There were several ups and downs and I made sure to tag the top of each knoll even though I knew the one that counted would be the second to last bump before a substantial drop in elevation. There were some rocky notches and finding a route through the trees and scrambles required care. At one point, I looked down to find that I’d lost the bottom half of one of my hiking poles. No worries, I thought, I’ll just grab it on the way back if I’m able to spot it.

I took a summit selfie on the true summit at 1:25 PM, just under an hour after my bushwhack had begun. I decided to go one bump further just for good measure, knowing that I had now covered the entire summit ridge of Big Spencer.

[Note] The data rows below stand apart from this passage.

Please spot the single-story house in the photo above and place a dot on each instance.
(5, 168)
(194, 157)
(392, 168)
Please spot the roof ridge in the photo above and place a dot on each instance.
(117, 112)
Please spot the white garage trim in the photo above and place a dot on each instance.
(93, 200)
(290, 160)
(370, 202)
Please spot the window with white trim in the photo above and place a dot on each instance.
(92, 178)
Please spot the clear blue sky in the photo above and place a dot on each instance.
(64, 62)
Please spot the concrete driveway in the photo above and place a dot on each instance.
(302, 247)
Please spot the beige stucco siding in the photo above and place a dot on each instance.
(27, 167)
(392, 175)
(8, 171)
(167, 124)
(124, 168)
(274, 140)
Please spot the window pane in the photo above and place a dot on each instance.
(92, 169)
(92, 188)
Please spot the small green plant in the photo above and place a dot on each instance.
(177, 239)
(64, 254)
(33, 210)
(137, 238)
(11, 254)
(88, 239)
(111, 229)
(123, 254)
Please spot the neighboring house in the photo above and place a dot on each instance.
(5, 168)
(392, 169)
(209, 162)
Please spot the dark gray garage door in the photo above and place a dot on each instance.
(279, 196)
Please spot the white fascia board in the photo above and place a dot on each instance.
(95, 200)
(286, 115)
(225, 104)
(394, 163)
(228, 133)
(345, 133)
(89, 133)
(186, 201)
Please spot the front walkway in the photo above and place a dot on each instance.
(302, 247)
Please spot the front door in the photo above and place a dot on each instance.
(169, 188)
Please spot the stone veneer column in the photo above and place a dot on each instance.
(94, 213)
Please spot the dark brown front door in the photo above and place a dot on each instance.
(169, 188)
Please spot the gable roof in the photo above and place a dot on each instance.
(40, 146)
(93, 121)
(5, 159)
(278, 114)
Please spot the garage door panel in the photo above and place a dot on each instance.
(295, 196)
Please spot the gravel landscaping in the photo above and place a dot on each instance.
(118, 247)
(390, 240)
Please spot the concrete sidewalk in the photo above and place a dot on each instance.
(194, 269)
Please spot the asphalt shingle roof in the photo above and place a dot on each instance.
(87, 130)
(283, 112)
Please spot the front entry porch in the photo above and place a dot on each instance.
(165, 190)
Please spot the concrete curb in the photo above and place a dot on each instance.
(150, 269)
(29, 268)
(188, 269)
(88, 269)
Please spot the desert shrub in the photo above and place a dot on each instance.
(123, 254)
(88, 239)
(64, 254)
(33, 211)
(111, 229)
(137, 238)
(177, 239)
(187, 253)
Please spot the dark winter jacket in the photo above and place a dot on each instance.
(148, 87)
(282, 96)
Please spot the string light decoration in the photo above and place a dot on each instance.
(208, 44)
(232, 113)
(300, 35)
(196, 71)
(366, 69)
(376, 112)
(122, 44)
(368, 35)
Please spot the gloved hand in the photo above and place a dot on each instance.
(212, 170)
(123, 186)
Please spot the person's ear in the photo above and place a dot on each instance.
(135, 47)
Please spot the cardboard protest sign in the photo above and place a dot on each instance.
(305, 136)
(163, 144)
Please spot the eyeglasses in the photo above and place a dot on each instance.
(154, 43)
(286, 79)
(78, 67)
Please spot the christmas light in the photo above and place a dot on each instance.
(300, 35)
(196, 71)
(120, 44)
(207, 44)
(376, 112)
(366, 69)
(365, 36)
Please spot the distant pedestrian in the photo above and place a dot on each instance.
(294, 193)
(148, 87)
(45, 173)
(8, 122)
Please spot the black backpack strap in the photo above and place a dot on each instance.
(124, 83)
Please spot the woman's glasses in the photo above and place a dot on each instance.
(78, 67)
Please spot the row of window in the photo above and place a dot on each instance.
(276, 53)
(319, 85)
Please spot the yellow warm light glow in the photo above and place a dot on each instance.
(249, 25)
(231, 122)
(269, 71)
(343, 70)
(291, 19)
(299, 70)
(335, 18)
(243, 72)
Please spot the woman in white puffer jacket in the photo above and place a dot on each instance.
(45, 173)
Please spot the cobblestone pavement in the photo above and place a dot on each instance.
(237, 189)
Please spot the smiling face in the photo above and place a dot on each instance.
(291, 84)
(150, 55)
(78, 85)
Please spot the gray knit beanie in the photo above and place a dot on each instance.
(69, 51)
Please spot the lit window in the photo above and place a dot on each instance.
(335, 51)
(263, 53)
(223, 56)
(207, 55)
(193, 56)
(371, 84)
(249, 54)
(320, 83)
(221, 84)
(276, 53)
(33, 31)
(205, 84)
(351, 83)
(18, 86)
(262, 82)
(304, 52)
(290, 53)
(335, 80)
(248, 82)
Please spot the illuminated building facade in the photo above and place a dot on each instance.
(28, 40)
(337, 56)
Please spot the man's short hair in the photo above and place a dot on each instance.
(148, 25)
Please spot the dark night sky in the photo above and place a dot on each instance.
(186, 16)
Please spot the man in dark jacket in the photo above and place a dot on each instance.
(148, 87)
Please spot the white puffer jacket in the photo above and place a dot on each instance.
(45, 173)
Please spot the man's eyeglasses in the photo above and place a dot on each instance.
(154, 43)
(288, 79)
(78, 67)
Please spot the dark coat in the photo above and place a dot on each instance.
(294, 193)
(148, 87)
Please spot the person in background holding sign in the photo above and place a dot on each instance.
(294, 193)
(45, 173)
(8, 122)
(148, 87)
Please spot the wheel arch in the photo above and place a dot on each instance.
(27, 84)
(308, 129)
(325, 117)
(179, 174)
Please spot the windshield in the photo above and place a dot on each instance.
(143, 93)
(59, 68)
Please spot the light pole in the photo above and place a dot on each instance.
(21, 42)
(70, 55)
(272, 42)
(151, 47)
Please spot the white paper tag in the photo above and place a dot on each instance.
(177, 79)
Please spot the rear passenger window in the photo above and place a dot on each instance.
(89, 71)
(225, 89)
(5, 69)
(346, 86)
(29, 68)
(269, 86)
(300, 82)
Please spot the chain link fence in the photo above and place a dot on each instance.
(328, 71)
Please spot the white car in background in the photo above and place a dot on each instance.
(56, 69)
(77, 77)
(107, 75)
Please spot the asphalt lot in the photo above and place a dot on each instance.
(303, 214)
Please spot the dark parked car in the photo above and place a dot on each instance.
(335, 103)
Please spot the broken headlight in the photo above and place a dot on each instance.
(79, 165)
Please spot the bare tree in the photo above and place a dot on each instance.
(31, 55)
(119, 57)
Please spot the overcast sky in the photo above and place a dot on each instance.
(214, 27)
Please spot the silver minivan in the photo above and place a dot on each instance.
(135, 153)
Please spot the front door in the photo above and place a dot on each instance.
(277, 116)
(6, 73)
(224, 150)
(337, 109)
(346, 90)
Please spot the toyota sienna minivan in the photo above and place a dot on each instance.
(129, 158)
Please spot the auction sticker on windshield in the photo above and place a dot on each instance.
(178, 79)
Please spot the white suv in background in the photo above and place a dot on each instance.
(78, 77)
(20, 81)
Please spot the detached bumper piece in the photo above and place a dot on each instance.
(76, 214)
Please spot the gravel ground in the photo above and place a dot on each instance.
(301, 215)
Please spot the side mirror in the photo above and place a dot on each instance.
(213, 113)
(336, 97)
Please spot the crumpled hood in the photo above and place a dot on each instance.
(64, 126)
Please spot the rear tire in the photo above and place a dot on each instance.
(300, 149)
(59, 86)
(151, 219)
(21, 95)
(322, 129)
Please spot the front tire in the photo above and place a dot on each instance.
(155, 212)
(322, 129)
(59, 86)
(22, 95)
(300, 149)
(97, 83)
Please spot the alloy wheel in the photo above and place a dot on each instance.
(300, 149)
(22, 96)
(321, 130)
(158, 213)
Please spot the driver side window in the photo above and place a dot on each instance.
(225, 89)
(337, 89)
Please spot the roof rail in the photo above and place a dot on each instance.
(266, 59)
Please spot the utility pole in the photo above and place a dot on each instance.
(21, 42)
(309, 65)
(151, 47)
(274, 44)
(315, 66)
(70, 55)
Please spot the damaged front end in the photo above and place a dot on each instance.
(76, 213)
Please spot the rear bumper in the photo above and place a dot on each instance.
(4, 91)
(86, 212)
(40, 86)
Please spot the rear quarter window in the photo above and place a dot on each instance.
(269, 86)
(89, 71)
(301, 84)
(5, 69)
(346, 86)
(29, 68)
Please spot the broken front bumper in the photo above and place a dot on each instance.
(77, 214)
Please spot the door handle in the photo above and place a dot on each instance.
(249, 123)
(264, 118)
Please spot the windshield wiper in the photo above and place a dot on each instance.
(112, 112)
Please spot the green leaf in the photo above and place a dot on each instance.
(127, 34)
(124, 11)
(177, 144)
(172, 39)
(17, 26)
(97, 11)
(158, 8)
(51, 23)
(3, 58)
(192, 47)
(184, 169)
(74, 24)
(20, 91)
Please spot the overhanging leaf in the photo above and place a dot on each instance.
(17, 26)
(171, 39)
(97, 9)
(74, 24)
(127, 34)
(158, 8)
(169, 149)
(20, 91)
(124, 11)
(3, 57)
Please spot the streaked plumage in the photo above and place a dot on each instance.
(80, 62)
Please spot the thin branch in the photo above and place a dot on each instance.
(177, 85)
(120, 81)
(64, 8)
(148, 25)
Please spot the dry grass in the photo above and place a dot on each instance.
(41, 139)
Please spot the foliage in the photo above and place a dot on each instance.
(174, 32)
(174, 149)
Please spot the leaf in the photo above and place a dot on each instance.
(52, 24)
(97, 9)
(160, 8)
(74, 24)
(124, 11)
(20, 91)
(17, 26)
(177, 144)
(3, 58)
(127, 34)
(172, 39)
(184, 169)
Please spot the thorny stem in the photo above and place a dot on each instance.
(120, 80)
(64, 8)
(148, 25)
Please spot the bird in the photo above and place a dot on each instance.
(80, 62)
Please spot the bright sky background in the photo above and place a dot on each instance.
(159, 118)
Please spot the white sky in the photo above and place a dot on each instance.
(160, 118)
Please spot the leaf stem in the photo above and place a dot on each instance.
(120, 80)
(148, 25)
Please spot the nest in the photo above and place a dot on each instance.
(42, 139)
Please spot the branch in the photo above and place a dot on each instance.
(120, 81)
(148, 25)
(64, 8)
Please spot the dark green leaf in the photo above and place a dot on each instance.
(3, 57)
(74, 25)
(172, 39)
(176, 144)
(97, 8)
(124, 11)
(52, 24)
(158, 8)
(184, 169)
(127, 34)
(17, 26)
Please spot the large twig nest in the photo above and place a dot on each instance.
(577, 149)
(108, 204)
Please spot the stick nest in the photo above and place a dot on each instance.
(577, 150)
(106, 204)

For the trip back, I simply turned around and reversed course, going back over the bump marking the true summit and soon found the bottom half of my broken hiking pole. With the job now done, I lost a bit of focus thinking instead about a celebratory pizza and accompanying bottle of wine. I also stopped consulting with my compass … always a bad move. And, of course, I somehow unwittingly managed to get turned around on the ridge in the dense brush while also trying to find a path through the rocks.
After about 45 minutes, I started looking for the summit junk from the regular summit area and saw nothing. Before much longer I reached an outcrop and recognized the view (in the wrong direction) from the initial bushwhack to the tippy top. Damn.
Paying better attention this time, I locked in on the task at hand and finally reached the towers and helipad at 3 PM, making for a 2.5 hour round trip for that 1/4 of a mile one-way bushwhack. In actuality, I’d probably hiked for close to a mile when one accounts for the accidental turn around. Still slow going no matter how you slice it.


Once off the mountain entirely, I pointed my rental Tacoma back towards Kokadjo and discovered the road I would need to travel to reach the Little Spencer trailhead was blocked off by a locked gate. Still closed for the season. I made a couple of inquiries back in Greenville about renting a mountain bike to no avail. Oh well, no biggie, I thought. I’d done what I truly come to do.
Mission accomplished. New England Fifty Finest = ✅.